"Better image quality."
You use that phrase.
When we say image quality in reference to comparing two lenses, we rarely are talking about anything with regard to which one is "... less dark and gives more vivid colors."¹
Those things are more a function of the light in the scene, the photographer's skill at seeing that light and capturing it while also composing the frame is such a way that our eyes are guided to what the photographer wants us to focus on, and how the information gathered by the camera's sensor is converted to an image. Increasing or decreasing contrast, white balance, saturation, exposure, etc. are what most affects the things with which you are concerned.
The kinds of images you see on 500px, Flickr, or even Instagram that many people describe as "vivid" are not usually straight out of camera jpegs created using the camera's built-in development settings. They're images that have been captured using raw format and processed with highly configurable applications such as Lightroom to make them look the way they do. They've also not usually been captured during the harsh light of midday.

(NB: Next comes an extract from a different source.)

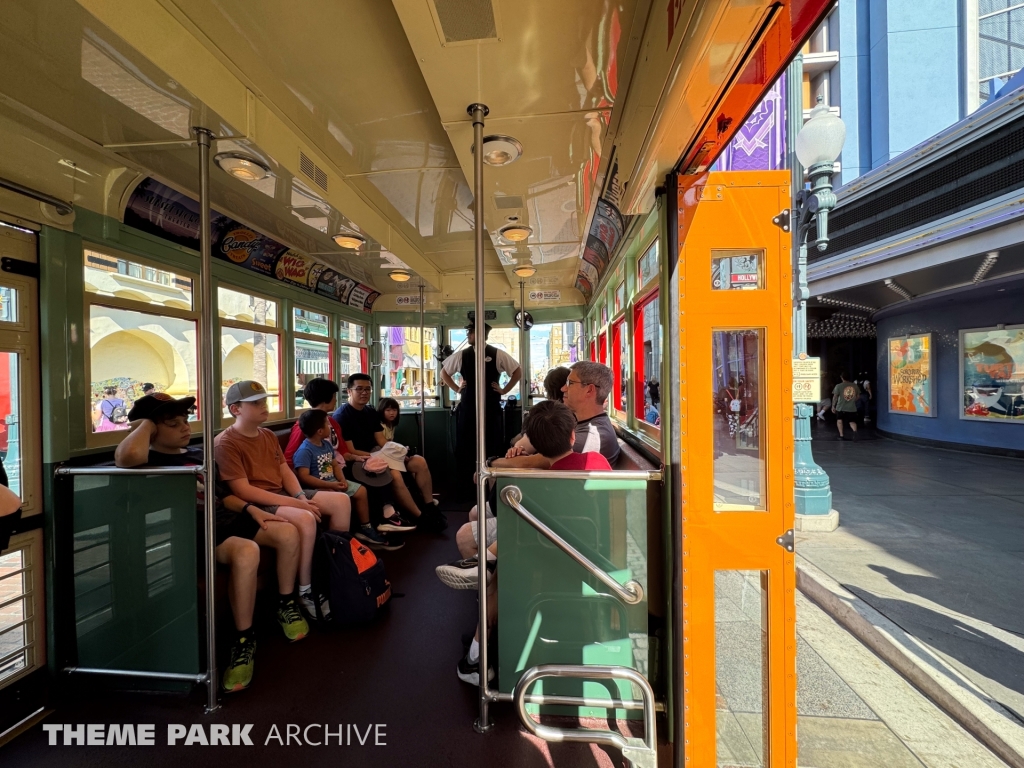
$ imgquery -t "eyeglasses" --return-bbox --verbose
[565,378,583,387]
[351,386,372,393]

Moving from your 18-55 kit lens to an 18-100 wider range zoom will not make your photos less dark or more vibrant. Generally speaking, an 18-55 mm lens will usually give better image quality than a similarly made 18-100mm lens will. The wider the range between the extremes of a lens' focal length, the more difficult (and expensive) it is to make a lens with high optical quality. But even if the 18-100mm lens has "better image quality", it's still not going to make any difference to the things you mention in your question.
In terms of lenses, image quality is about things such as acutance ("sharpness"), geometric distortion, peripheral light falloff, etc.
The entire point of an interchangeable lens system camera is to allow you to use different lenses that are better or even great at one thing but unsuitable for other things. Fixed lens cameras force you to use a single lens that is mediocre or worse at a lot of things but better at nothing. Insisting on using a single lens for everything on an interchangeable lens camera is not much different than using a fixed lens camera. In some cases the fixed lens camera may meet your needs better than an ILC with only one lens.
The best lenses are all prime lenses. That means a single focal length. No.Zoom.At.All. They're really good when they provide the field of view and other characteristics you need. This is because they can be optimized to do one thing at one focal length. A good flat field 100mm macro lens is different from a good 85mm, 105mm, or 135mm portrait lens. But they are not very flexible, so you need a lot of them for various different things. Some are pretty good for not much money (e.g. EF 50mm f/1.8 STM @ $120). Others are incredibly good for a boatload of cash (e.g. EF 400mm f/2.8 L IS II @ $10K). Most fall somewhere in between.
Compared to their zoom lens counterparts, in addition to equal or better optical quality at a lower price prime lenses can also be smaller/lighter, have wider maximum apertures, and often still be much cheaper.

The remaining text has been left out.